By: Nick Greenquist


Gradient Descent is one of the most important algorithms to deeply understand if you are interested in Machine Learning. Almost all training of machine learning models (the actual ‘learning’ part) is done using Gradient Descent or it’s subsets (Stochastic Gradient Descent, Minibatch Gradient Descent, etc). There is a fair amount of math involved with understanding what is going, but with some Linear Algebra and Matrix Calculus basics, you can get through it. This post will explain how to implement Gradient Descent for Linear Regression from scratch, all the way from the equations to the code.

Linear Regression

In linear regression, we use the hypothesis space of linear functions $h(\theta):R^{d} \to R$ (function parameterized by d-dimensional vector and spits out a Real scalar value), where

\[\begin{eqnarray} h(\theta, x)=\theta^{T}x, \end{eqnarray}\]

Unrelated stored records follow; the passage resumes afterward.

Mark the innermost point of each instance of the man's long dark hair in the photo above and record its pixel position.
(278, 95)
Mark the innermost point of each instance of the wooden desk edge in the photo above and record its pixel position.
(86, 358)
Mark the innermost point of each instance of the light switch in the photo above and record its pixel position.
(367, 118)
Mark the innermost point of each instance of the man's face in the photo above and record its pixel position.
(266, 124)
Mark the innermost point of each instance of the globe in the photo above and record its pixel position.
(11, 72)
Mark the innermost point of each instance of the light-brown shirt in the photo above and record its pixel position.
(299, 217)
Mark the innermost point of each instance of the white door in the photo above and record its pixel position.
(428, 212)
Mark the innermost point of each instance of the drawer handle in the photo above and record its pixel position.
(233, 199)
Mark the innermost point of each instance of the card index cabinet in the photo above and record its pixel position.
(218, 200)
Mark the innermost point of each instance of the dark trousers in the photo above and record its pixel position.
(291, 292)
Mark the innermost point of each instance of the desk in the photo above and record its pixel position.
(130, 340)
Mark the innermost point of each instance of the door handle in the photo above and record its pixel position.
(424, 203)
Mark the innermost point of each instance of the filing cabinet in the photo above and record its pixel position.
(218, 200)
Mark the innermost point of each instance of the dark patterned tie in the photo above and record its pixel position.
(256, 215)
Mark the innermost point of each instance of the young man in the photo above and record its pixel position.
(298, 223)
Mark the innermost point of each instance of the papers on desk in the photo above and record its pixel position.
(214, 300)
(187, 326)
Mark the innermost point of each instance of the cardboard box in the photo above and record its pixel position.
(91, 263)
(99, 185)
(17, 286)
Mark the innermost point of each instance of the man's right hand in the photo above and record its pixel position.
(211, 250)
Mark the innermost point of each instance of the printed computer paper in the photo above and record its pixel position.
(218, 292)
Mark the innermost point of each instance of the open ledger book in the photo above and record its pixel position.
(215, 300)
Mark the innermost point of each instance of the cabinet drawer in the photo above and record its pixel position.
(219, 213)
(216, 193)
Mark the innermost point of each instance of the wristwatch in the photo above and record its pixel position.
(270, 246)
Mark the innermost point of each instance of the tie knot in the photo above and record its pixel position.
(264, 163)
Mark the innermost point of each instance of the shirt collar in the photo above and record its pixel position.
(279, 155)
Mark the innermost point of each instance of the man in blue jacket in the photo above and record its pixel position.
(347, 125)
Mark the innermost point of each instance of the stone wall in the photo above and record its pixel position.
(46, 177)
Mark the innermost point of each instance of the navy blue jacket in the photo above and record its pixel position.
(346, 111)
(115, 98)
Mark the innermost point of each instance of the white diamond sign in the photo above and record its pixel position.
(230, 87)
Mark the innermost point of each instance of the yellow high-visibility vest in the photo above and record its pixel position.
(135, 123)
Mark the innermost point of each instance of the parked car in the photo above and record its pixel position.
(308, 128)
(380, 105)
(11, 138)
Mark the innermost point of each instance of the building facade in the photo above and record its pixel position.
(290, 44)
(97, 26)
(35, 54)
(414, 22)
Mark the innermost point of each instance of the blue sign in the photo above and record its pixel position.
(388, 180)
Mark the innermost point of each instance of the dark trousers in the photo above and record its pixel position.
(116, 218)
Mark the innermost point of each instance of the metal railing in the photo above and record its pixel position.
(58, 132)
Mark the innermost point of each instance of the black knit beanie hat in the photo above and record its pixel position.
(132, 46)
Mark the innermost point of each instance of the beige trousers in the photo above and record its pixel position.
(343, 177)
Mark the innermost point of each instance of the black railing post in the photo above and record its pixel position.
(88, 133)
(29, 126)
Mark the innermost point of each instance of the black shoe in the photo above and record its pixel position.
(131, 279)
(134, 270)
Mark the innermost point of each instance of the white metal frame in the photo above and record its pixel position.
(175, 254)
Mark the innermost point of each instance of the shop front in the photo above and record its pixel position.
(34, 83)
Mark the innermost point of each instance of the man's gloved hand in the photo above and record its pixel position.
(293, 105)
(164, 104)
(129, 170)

for $\theta,x\in\ R^{d}$. What this means, in english, is that we want to find some function $h(\theta, x)$, that takes a $\theta$ vector of weights (this is what we want to optimize using Gradient Descent), and computes the dot product of itself and the input $x$ (and spits out one Real scalar value). $x$ is a training point that is a vector of that training point’s ‘features’. So, $\theta$ will be a vector that has one value for every feature that our inputs will have.

Loss Function

In order to optimize $\theta$ with Gradient Descent, we need some loss function that tells us how well this $\theta$ is attempting to predict the correct values for each input.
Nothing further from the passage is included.